Когда княгиня Людомила прибыла на наш двор – а ей дали для службы Добка – и ей он также понравился, так что вскоре не могла без него обойтись.
Тогда Бавор почувствовал сильную ревность и сначала начал интриговать против подчашего, находить у него разные провинности, нашептывать князю, что не справляется…
Мы на это смотрели и предвидели, что кончится плохо, потому что мы знали злую, мстительную и коварную натуру Бавора, а Добек и княгиня тоже были неосторожны.
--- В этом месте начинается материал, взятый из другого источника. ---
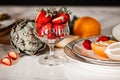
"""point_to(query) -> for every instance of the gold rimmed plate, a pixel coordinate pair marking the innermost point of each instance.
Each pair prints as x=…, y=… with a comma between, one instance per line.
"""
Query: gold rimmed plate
x=76, y=51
Быть может, по причине этих злых языков он рад бы её избегать, но не мог. Княгиня его раз за разом приказывала позвать к себе; иногда поздно ночью он должен был при ней исполнять службу, и люди бормотали.
Бавор первый начал над этим смеяться и бросать острыми словами, но Зеймовиту сам не решался ничего говорить. Сначала он пробовал получить пользу иначе и, говорят, якобы, найдя княгиню одну, дерзким словом так её зацепил, что она велела ему убираться прочь и больше не показываться ей на глаза; Добек же как был в той милости, так и остался, и больше теперь служил чашником пани, чем пану.
Но оттого что и княгиню Людомилу, и Добка все любили, кто мог, прикрывал их, заслонял, не допуская, чтобы у Бавора был предлог для обвинения.
В это время так вышло, что молодая княгиня, которая была несколько месяцев в благословенном положении, когда муж поехал в Цешин навестить её сестру, сопровождать его не могла.
Бавор так рассчитал путешествие, что Зеймовит пожелал взять Добка с собой, за которого княгиня Людомила пришла просить, чтобы оставил ей для услуг. Зеймовит, ни о чём ещё не догадываясь, согласился на это. Бавора взял с собой, который от злости уже придумывал жестокую месть.